How does one iterate through a list datastructure using indices. For example consider a sentence in form a list with each element being a word. Can I step through each word using the index? Something like this --
// sentence defined something like this - List<String>
int size = sentence.size();
for (int i=0; i<size-1; i++)
{
System.out.println(sentence[i] + " " + sentence[i+1]);
}
ofcourse the above code doesn't work but is it possible to do something on those lines? As you can see, I want to access the two consecutive elements and using iterators, it starts becoming really messy.
You can use the get(i) method instead of [i]:
for (int i=0; i<size-1; i++) {
System.out.println(sentence.get(i) + " " + sentence.get(i+1));
}
List instances are not the same as arrays. They have specific methods for obtaining items at certain indexes. Try this:
// sentence defined something like this - List<String>
int size = sentence.size();
for (int i=0; i<size-1; i++)
{
System.out.println(sentence.get(i) + " " + sentence.get(i + 1));
}
Now if you had an array (e.g. String[] sentence = new String[]{"hello", "there"}), what you had would work fine.
As a side note, Java has a for-each loop that can be used on both arrays and Lists:
for (String s : sentence) {
// do something
}
Of course, this can't be used in your case because you're accessing elements at multiple indexes in each iteration of your loop - but it's important to know that something like this exists.
The x[i] expression syntax in Java can only be used for arrays. Nothing else.
As other answers have stated, the way to step through the elements of a Java list using indices is to use List.get(int). However, there is an important performance issue that needs to be considered when you do this.
The issue is that the cost of a get(int) call depends on what List implementation class you use:
For an ArrayList (or a Vector) the get(int) operation on a list of length N is O(1). That means that it does not depend on the list length, and in fact it is cheap: only a bit more expensive than an someArray[i].
For a LinkedList, the get(int) operation on a list has to step through the list from the beginning until it reaches the position you asked for. If the list length is N, then the average cost of get(int) (assuming a random position in the list) is O(N); i.e. it is proportional to the list length. If the length is long, then that will be expensive.
By contrast, if you use an Iterator (explicitly, or implicitly by using the for (E e : l) syntax), getting each element will be O(1) for all of the list implementations in java.util and java.util.concurrent (ignoring multi-threading issues such as heavy contention).
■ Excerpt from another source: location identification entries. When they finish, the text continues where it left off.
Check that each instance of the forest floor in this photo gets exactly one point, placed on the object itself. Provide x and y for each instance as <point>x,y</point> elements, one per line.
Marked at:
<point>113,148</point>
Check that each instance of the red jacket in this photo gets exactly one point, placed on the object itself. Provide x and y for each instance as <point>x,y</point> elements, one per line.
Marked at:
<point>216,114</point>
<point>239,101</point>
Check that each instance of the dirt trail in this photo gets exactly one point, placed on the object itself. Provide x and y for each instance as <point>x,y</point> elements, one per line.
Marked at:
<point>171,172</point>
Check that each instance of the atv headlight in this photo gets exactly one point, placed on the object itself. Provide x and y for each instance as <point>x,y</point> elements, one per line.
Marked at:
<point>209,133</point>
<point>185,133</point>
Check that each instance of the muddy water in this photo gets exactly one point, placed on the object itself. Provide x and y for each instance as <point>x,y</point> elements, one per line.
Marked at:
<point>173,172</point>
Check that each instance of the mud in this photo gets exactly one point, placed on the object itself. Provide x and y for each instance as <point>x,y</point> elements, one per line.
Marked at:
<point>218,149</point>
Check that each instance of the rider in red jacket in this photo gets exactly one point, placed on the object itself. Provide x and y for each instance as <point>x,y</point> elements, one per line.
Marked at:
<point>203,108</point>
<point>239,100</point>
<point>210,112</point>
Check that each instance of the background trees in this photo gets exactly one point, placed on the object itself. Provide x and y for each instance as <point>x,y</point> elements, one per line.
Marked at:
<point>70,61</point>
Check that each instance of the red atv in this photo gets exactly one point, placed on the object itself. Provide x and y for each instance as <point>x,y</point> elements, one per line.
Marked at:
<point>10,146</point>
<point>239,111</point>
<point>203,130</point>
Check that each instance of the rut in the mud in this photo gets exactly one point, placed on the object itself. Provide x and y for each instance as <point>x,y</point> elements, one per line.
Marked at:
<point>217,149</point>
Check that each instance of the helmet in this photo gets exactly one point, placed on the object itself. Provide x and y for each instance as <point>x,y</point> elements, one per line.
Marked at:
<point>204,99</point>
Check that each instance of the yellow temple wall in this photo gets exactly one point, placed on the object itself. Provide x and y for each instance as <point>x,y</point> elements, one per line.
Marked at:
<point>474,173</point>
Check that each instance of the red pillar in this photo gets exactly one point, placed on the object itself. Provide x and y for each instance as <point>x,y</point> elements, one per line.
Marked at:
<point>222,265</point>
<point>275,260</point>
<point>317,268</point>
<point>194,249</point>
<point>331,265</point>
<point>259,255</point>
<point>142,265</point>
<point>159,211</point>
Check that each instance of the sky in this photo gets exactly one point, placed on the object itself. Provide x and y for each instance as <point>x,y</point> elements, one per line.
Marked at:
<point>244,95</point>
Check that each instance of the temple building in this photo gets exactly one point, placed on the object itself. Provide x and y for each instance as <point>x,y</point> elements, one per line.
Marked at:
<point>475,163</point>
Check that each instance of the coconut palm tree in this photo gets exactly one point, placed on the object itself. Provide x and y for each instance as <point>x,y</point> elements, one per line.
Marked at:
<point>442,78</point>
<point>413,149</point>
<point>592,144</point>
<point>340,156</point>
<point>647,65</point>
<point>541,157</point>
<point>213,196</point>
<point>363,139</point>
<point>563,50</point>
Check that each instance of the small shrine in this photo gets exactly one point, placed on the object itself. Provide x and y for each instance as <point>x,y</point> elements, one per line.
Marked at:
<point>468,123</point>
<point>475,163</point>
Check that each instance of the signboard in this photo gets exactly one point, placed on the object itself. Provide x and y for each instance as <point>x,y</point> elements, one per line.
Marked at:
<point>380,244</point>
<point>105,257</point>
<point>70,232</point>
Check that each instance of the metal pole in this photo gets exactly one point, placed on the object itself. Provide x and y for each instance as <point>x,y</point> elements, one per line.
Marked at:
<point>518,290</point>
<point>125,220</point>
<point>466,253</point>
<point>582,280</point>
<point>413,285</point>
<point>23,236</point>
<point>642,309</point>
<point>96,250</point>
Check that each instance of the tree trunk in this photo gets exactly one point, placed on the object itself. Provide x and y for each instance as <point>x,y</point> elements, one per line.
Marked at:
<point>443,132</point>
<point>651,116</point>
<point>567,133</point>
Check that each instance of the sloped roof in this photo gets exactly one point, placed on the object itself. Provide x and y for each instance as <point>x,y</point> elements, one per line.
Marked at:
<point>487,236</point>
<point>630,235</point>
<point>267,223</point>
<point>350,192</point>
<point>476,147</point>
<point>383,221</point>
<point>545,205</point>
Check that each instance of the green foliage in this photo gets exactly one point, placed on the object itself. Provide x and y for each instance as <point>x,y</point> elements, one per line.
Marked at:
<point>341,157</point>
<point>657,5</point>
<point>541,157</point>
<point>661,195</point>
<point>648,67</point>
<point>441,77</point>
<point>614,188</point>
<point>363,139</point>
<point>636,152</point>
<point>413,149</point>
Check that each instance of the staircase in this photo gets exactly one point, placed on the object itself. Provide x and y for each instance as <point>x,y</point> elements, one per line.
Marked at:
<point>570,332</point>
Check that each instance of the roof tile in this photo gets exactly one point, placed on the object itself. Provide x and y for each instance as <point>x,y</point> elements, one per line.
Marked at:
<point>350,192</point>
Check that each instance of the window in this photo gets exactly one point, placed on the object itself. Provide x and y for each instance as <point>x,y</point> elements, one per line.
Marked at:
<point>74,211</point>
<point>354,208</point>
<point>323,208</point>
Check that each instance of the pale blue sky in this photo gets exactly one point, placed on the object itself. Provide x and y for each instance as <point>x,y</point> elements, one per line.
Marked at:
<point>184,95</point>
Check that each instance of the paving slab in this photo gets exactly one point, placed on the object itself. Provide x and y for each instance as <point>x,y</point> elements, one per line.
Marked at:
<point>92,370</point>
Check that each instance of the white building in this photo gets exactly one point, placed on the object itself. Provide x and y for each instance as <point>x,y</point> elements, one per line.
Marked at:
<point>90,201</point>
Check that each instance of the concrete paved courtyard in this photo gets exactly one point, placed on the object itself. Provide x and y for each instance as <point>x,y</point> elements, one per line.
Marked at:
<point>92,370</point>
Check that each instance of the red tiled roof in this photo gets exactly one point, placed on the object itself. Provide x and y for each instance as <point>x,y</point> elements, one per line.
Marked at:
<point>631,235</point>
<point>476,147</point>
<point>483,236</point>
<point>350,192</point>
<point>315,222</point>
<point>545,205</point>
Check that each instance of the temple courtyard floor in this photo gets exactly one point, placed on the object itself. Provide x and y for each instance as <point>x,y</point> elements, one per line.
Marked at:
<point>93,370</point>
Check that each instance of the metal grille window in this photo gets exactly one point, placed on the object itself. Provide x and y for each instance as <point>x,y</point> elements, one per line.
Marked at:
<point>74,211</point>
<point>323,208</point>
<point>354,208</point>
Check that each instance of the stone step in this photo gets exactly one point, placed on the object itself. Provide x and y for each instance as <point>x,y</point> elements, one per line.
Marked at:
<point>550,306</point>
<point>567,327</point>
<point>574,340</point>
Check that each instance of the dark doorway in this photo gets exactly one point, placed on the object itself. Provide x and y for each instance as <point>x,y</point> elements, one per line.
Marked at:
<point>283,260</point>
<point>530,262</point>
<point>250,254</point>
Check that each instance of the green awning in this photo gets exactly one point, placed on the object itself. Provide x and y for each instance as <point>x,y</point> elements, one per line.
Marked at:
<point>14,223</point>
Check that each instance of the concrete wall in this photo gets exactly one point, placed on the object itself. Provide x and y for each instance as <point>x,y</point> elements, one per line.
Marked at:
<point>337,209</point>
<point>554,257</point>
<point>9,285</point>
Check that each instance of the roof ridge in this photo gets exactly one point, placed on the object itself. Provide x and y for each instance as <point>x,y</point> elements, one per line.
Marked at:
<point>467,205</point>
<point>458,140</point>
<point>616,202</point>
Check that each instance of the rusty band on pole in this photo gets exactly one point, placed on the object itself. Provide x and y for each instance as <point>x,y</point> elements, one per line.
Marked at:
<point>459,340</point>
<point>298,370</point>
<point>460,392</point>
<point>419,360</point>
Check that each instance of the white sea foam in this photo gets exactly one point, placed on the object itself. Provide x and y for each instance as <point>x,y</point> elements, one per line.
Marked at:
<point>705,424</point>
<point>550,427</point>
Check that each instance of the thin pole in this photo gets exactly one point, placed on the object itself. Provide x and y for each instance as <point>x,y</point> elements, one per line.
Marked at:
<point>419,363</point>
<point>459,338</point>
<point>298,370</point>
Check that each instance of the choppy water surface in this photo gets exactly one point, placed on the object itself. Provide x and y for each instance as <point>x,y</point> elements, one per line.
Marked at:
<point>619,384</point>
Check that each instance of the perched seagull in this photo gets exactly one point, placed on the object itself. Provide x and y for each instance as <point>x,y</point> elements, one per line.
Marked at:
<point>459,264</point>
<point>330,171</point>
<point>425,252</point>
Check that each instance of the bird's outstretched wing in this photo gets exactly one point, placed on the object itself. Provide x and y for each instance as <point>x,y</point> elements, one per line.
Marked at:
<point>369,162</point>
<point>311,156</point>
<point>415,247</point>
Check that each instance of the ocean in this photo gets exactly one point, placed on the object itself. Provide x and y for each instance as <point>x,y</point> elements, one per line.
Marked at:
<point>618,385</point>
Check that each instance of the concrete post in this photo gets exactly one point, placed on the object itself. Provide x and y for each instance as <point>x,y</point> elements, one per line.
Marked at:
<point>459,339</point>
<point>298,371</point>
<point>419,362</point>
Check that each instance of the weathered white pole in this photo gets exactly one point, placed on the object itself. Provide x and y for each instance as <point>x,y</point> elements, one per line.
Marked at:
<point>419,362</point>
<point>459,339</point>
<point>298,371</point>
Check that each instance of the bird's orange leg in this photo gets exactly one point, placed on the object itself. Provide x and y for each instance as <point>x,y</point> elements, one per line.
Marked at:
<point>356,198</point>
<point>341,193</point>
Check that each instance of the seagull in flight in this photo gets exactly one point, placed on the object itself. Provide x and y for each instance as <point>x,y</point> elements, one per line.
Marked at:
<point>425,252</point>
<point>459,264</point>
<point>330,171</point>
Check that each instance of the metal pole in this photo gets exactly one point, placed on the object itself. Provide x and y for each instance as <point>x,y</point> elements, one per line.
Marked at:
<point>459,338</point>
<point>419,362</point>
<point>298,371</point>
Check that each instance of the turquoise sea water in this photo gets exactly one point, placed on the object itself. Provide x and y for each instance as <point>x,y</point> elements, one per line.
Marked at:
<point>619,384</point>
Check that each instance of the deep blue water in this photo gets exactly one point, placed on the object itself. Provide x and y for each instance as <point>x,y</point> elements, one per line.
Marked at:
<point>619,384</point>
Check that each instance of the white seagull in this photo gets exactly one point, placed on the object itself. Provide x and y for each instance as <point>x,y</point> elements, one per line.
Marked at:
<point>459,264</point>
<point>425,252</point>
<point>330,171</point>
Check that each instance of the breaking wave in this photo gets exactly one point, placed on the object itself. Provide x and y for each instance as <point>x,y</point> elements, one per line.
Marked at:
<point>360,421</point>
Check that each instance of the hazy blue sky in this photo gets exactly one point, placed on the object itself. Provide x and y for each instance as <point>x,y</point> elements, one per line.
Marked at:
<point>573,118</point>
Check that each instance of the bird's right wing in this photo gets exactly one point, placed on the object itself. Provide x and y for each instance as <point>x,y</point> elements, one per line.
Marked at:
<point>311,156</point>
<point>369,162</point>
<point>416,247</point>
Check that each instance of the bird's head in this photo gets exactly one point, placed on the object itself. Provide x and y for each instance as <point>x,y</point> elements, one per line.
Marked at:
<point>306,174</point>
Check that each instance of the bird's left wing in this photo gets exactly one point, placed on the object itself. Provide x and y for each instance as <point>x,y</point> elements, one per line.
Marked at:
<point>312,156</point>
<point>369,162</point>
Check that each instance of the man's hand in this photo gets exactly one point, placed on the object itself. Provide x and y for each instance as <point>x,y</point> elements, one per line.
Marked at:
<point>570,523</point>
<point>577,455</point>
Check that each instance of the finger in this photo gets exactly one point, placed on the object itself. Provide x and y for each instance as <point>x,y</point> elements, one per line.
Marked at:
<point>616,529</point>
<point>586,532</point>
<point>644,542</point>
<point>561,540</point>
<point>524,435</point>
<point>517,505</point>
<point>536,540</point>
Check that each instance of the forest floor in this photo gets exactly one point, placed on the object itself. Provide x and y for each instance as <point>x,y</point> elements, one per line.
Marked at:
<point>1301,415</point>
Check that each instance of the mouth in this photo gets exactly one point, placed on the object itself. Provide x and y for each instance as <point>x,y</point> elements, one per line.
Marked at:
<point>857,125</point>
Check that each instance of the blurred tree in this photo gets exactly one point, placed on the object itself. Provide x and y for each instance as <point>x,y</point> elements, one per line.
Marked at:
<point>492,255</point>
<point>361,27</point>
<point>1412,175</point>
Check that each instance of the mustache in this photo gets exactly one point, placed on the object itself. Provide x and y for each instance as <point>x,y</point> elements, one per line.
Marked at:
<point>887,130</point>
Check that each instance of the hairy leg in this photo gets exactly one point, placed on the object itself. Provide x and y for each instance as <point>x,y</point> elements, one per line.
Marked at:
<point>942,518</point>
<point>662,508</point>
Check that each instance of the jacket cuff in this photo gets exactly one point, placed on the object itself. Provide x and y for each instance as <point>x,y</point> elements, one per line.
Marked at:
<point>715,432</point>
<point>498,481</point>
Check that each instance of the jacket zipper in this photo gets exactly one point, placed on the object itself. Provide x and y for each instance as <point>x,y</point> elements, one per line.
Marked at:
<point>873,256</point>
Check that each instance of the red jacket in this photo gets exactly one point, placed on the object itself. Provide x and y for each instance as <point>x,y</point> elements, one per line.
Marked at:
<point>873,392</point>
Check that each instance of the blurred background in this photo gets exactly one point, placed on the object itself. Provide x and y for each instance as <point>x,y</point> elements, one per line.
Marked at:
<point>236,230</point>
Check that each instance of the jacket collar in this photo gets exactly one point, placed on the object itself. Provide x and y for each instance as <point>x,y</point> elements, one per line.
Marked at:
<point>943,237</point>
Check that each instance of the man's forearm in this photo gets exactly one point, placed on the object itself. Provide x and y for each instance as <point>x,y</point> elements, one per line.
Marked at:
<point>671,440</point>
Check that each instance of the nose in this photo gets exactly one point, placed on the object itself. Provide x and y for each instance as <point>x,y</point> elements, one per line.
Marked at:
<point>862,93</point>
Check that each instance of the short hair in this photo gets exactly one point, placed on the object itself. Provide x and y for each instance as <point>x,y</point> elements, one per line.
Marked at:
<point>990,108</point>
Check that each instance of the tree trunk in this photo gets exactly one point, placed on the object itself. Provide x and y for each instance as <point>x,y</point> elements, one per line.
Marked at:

Having said that, there are some cases where iterators don't work, and the application needs to use indices.
You can also use Iterator in this case for ex:
first of all put ur elements on arraylist and try to use Iterator like this:
ArrayList arrayList = new ArrayList();
Iterator itr = arrayList.iterator();
while(itr.hasNext())
{
System.out.println(itr.next()); // Print out the elements from arraylist
}
You can process consecutive pairs of values from a list without using indices. Here's one way:
private void processWordsInSentence(List<String> sentence) {
Iterator<String> it = sentence.iterator();
if (it.hasNext()) {
String previous = it.next();
while(it.hasNext()) {
String current = it.next();
// use previous and current values, e.g.
System.out.println(previous + " " + current);
previous = current;
}
}
}
Why would you want to use something like this instead of sentence.get(index)? I would offer a couple of reasons:
In your sample, your processing is really concerned with consecutive
values from the list, not their positions. So there's no "value add"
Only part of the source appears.